Neat!! Share photos when you get a chance.


----------



## RMADairyGoats (Jun 20, 2011)

Awesome  Hope to see pics soon! :~) :thumb:


----------



## Itchysmom (Apr 3, 2010)

That's awesome...grt pics! I need hubby to build another one for me...wonder how I can do that!


----------



## Devin (Feb 6, 2011)

Didn't get it installed today, but hopefully tomorrow! I'll get pics then! It is made completely out of stuff we had laying around!


----------



## JessaLynn (Aug 30, 2009)

I love recycling and saving money...can't wait to see pictures!


----------



## toth boer goats (Jul 20, 2008)

Can't wait to see the pics.... :thumb:


----------



## mommaB (Oct 1, 2009)

Right on!! Please post pics!!


----------



## Devin (Feb 6, 2011)

We got it installed today!!! But it was getting dark, so I didn't get a pic. I need to paint it, and we are putting a heavy duty tarp over the top to keep the hay as dry as possible and to keep it from being snowed in etc . . . The tarp will be weighted with a 2x4 to keep it hanging. 

I put a bit of hay in it and they figured out how to use it real quick lol! I'll try to post a pic tomorrow! I am hoping it is big enough that when we are on vacation that the hay will last 4-7 days, so our animal sitters won't have to deal to much with so many chores. (We have horses, goats, chickens, dog and cats) It can be a handful!!!


----------



## Devin (Feb 6, 2011)

Her she is!
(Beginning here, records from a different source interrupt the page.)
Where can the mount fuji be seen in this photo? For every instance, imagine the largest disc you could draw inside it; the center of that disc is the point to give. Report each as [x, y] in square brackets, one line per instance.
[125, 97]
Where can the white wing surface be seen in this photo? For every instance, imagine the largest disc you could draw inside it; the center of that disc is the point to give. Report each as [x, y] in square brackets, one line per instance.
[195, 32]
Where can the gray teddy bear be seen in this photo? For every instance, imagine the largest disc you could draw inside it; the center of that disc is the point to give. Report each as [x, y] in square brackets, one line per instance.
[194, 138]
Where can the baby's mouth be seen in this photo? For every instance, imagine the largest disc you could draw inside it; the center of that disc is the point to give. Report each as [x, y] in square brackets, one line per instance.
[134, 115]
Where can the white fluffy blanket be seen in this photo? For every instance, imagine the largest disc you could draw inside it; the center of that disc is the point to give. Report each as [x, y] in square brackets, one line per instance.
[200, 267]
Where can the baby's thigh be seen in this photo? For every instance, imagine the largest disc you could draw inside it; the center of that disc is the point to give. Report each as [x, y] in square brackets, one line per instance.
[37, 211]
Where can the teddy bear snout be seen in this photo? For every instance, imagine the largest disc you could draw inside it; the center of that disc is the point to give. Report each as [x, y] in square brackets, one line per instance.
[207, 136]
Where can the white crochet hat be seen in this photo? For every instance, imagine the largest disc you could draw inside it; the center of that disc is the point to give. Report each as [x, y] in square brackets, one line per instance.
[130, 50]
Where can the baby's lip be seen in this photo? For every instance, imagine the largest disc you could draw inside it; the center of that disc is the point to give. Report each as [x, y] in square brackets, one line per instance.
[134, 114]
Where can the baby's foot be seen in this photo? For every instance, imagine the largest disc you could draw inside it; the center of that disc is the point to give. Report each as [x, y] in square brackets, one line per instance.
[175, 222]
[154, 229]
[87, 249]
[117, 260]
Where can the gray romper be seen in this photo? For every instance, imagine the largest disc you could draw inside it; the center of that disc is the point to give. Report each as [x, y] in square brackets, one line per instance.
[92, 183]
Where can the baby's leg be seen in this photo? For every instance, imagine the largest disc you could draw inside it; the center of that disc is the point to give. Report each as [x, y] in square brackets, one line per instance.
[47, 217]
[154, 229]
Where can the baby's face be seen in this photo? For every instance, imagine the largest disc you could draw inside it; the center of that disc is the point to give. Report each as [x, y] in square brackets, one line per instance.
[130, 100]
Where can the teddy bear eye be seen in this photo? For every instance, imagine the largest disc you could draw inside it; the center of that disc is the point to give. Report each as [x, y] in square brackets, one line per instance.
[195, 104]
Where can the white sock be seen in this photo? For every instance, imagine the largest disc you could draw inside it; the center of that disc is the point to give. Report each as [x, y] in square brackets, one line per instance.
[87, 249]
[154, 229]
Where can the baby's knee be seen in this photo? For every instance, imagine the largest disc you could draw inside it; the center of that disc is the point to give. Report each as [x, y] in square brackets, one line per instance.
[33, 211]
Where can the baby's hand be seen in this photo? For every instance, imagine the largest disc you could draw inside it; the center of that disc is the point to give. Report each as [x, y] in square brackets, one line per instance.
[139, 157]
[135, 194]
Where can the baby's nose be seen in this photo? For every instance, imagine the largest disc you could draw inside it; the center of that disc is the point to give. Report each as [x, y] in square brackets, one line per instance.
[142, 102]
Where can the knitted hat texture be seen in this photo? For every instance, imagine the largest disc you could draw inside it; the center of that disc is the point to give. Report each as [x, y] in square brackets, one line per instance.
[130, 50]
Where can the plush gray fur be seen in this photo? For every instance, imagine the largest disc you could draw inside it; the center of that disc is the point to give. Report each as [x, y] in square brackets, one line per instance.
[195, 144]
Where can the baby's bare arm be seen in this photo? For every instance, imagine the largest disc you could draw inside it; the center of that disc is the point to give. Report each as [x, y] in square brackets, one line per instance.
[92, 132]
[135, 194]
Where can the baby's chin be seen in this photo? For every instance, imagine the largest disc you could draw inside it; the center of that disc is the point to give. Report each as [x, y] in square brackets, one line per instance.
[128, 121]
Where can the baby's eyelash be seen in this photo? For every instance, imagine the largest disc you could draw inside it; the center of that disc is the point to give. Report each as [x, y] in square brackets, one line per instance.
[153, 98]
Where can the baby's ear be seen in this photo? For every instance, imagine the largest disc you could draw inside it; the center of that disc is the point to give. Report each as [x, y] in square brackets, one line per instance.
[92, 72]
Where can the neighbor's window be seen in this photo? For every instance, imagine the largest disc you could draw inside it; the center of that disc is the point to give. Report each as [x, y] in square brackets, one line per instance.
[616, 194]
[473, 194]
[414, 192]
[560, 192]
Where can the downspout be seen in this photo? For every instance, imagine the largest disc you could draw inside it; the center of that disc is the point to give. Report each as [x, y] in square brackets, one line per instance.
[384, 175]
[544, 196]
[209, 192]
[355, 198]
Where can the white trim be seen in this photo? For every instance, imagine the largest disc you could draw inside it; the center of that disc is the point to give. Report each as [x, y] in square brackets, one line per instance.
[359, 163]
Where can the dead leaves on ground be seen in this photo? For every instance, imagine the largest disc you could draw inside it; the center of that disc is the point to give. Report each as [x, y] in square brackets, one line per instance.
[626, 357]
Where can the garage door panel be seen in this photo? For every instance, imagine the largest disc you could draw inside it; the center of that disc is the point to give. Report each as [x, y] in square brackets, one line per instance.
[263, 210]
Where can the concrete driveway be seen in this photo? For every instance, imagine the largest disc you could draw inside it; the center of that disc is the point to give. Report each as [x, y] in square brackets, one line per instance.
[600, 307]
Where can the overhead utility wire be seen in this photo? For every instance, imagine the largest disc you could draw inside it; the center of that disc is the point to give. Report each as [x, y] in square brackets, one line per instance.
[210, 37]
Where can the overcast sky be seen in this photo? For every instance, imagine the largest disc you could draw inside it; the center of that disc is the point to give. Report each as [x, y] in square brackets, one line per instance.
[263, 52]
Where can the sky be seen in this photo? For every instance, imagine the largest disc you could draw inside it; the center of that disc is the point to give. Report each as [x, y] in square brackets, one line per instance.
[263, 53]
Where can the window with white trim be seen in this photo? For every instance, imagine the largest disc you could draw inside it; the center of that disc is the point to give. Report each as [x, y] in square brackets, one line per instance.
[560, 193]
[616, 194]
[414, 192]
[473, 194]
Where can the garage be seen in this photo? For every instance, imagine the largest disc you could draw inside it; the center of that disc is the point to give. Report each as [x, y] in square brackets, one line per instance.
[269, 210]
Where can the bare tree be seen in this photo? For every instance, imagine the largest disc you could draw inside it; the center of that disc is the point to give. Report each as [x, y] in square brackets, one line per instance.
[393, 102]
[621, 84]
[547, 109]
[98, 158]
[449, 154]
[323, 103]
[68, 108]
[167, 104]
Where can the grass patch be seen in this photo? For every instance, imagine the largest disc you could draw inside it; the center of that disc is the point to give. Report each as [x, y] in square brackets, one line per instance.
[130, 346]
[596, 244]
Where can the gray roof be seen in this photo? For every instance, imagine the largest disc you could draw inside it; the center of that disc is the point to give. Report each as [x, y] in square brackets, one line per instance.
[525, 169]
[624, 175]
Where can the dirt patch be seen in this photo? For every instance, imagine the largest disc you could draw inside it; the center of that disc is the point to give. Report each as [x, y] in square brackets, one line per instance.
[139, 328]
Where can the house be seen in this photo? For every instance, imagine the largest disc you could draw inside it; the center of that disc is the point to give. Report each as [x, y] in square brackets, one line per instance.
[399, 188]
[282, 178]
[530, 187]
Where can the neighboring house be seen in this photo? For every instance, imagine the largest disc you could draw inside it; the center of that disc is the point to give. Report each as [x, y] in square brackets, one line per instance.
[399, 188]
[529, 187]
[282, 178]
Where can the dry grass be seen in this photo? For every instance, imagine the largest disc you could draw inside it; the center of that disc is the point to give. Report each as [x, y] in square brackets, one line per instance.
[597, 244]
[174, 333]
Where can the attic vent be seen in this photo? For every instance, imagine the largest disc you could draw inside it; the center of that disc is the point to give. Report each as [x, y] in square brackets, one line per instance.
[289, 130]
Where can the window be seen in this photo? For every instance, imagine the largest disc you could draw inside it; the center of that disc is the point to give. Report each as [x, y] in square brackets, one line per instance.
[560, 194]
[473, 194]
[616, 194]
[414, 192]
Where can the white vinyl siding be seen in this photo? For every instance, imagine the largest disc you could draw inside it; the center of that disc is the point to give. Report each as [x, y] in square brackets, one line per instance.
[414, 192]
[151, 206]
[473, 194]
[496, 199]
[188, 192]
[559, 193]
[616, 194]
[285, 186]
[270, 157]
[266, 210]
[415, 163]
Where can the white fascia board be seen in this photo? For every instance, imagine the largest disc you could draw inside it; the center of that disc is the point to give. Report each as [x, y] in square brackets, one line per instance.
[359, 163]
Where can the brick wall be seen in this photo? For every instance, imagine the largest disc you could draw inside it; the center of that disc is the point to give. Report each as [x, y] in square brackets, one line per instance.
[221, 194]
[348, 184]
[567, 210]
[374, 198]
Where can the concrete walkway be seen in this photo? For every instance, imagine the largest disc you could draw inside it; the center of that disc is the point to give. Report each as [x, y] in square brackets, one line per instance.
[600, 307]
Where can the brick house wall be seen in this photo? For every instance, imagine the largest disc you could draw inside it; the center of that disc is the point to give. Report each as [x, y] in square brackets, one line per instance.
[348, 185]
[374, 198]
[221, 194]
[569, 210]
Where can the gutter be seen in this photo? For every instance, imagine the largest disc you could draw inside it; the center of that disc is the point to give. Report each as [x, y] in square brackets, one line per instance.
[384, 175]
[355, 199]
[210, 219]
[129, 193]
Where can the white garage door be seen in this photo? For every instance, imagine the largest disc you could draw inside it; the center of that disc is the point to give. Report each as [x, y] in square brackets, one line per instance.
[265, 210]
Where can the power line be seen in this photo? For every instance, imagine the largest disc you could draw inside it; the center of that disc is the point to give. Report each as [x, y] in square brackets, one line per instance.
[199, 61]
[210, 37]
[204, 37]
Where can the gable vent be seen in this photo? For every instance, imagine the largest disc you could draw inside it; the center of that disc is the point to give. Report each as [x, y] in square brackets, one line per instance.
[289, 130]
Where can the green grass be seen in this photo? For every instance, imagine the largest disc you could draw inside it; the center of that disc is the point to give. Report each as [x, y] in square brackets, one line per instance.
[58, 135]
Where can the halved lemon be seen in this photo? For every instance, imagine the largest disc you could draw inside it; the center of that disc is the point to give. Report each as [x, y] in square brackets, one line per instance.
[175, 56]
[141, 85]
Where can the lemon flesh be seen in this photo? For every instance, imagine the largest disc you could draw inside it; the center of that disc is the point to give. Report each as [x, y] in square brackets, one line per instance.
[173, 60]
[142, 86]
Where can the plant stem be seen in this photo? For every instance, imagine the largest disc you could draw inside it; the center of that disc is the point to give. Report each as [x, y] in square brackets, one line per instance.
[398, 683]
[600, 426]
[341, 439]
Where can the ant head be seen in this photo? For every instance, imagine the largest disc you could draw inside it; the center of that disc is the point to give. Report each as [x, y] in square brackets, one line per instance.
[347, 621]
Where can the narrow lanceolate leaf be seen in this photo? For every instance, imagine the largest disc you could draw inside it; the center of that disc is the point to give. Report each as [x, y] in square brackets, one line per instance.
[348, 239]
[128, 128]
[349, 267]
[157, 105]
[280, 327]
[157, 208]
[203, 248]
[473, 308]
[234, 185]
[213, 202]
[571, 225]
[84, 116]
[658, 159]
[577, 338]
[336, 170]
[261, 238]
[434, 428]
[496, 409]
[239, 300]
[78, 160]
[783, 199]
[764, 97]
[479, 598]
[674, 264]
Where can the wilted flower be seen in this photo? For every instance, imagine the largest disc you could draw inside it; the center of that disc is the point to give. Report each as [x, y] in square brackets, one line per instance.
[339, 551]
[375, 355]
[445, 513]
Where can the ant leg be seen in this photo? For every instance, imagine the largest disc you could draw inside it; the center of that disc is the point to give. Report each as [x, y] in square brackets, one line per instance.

I loaded it up today to see how much it can hold and I think its about the same as the horse feeder which is 100 gallons! :shades: 

Like I said I still need to paint it, and put the tarp on in, so its not done yet, but this give you the idea.


----------



## freedomstarfarm (Mar 25, 2011)

Looks great!


----------



## sblueram6 (Nov 19, 2009)

nice babys


----------



## Riot_My_Love (Jul 12, 2009)

Please! Tell me how long it lasts (hay wise)! I have a similar design, but it doesn't hold that much (weight). Are you afraid of the hay getting wet?


----------



## liz (Oct 5, 2007)

Awesome job! Looks great and the fact that it's tall enough to keep goats from jumping in it is a plus! :thumbup:


----------



## JessaLynn (Aug 30, 2009)

Great job!


----------



## Devin (Feb 6, 2011)

Thanks guys! I am happy with it so far. Bella, the nubian is tall enough that she can snag a few pieces of hay from the top lol! But she can't jump up, so that is good! 

Yes, we tend to be wet in the fall and spring, I also don't want the snow to get in it and clog it up! So we are going to put a tarp over the top. 

I stuffed it pretty full, and am really wanting to know how long it lasts with the 2 goats as well! I will post how long it lasts!


----------



## RMADairyGoats (Jun 20, 2011)

It looks awesome! :applaud: Pretty goaties you have


----------



## Devin (Feb 6, 2011)

Thanks! My ND wether is NOTHING of the quality that you have, but he sure is a cutie!!! LOL! We love his fuzziness! He is also an easy keeper, such a chunk! LOL! 

And my Nubian doe is just a sweetie pie! She is the sweetest thing on the planet! I can't wait to breed her next month! I want BABIES! LOL!!!

So far they have been munching on the hay for 2 days and have only made a dent! I think it will last a week easy! :shades:


----------